Click here to read more about the auction, the Radikal Bikers game
and kiddie ride that I picked up
I picked up a broken Donkey Kong cocktail a few months ago to turn a little profit. I already have a Donkey Kong, but this one was too cheap
to pass up. I fixed and sold this game 38 days ago. For 38 days it sat waiting to be picked up. Today it was finally picked up. What the hold
up was, I don't know. I do know that I should have charged a storage fee.
The buyer was supposed to pay in cash, but after 2 weeks I realized he wasn't coming anytime soon. I asked him to pay electronically via Paypal or else I
would have to relist the machine for sale. He obliged and paid. Unfortunately, I think that gave him all the more reason to come at his earliest convenience. That turned
out to be one month later.
LESSON LEARNED: Always print in your auctions,
"Item must be paid for within 5 days of the auction's end. Item must then be picked up within 10 days."
Recently I went to Whippoorwill Lake in Leopold, MO. While at the beach I spied an outside pavillion
with what appeared to be a small lakeside arcade. There was a 100CD jukebox, a Ms. Pacman, a Megatouch XL, Trophy Hunting,
Whirlwind pinball and San Francisco Rush the Rock. All looked good but I thought that was a bit bizarre being lakeside
with moisture and exposed to all the elements. Well that night it rained and poured something fierce. The next morning I
stopped by the pavillion for a peak. The Trophy Hunting was completely dead. The Ms. Pacman appeared to be stuck on a startup screen,
but was still on. I then took a 1 hour walk around the lake and came back. I looked at the Ms. Pacman and she gave up the ghost.
The screen was blank. I unplugged the power cord, plugged it back in, turned the power switch off and on and there was still nothing.
I guess it just goes to show, nice concept, poor execution. Arcade machines and water are a bad thing.
There comes the time in every collectors life that they have to sell off a few games. The reasons are many.
Sometimes we need the cash to fund another game purchase. Sometimes we need the room for a new game. Then, every once in a blue moon,
we actually tire of a game and decide to pass it on to the next person for their enjoyment.

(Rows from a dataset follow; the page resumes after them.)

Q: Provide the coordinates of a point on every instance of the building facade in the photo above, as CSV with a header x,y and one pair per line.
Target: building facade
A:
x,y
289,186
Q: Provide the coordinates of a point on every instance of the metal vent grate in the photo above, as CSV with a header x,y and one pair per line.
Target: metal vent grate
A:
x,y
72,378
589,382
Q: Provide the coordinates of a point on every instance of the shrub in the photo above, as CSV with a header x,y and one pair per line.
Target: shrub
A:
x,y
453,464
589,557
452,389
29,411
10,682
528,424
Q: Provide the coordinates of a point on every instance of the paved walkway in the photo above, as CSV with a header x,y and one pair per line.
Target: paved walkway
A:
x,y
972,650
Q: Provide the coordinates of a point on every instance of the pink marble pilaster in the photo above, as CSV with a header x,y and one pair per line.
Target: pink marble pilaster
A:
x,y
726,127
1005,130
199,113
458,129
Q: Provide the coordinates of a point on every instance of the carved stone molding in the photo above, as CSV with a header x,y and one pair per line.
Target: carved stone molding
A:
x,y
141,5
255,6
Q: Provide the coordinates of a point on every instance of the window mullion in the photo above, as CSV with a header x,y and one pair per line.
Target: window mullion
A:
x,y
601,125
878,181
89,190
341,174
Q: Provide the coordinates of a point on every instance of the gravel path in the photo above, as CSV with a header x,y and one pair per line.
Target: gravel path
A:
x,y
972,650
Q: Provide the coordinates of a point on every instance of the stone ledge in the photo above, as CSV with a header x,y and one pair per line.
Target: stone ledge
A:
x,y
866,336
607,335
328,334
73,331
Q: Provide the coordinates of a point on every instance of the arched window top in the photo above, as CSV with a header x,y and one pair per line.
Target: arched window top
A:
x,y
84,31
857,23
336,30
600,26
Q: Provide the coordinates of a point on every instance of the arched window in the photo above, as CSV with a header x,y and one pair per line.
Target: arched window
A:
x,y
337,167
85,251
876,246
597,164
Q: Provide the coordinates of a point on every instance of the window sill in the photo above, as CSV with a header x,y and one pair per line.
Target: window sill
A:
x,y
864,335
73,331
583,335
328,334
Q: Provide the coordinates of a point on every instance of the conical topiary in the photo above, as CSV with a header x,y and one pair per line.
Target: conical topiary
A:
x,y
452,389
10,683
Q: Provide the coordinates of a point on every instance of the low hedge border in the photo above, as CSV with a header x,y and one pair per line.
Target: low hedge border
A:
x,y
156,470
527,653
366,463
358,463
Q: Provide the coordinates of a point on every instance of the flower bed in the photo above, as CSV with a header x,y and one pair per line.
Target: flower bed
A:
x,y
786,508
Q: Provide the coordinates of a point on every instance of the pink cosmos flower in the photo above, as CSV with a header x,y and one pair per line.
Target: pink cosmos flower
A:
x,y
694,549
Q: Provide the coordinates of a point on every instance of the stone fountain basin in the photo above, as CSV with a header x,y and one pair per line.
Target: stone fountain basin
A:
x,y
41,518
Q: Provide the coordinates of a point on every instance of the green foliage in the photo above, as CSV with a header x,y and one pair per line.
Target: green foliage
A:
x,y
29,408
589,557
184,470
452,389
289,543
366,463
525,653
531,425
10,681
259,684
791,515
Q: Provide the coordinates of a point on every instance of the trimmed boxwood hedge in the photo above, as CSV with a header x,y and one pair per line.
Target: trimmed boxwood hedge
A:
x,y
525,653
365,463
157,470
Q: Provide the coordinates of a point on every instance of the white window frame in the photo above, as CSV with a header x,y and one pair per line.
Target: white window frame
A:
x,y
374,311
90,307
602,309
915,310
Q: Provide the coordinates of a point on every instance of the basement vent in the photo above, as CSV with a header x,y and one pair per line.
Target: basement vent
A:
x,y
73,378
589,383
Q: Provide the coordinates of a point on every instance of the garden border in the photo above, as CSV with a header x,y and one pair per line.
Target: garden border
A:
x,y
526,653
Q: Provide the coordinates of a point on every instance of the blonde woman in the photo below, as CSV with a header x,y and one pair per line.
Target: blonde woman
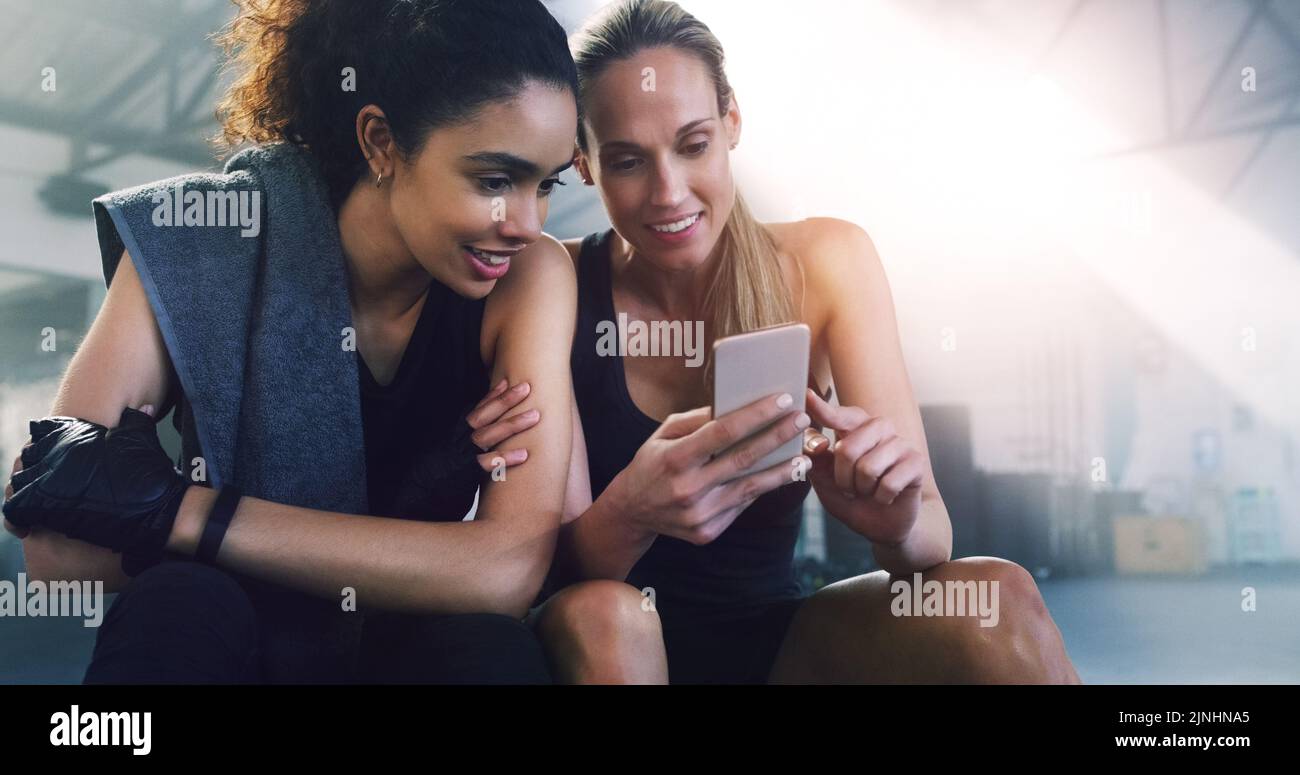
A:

For me it was all of the above. So I put Elevator Action and Road Riot 4WD up for sale on Craigslist. For some reason my kids wouldn't
go near Elevator Action. They said the just didn't get it, although the instructions were clearly printed on the game bezel. Then the Road Riot 4WD has
not received any love ever since I got the totally insane, totally awesome, totally collectible Outrun driving game. Excellent.
So there you have it. A nice gentleman opening up a vintage collectible store purchased the games. He was completely happy with them, and sent me
on my way with several issues of a new vintage gaming magazine he is publishing.
The Simpsons has been in syndication since 1989. I was an instant fan. The Simpsons and Beavis & Butthead cartoons skirted the rules for what was considered the norm.
Then the Simpsons arcade game came out in 1991. An arcade game starring one of my favorite cartoons? Of course I was hooked. Later on through the years my kids loved the show and the game. The great
thing about this game is its ability to play 4 players at once. I don't have any 4 player games, so I have been looking for one of these for awhile.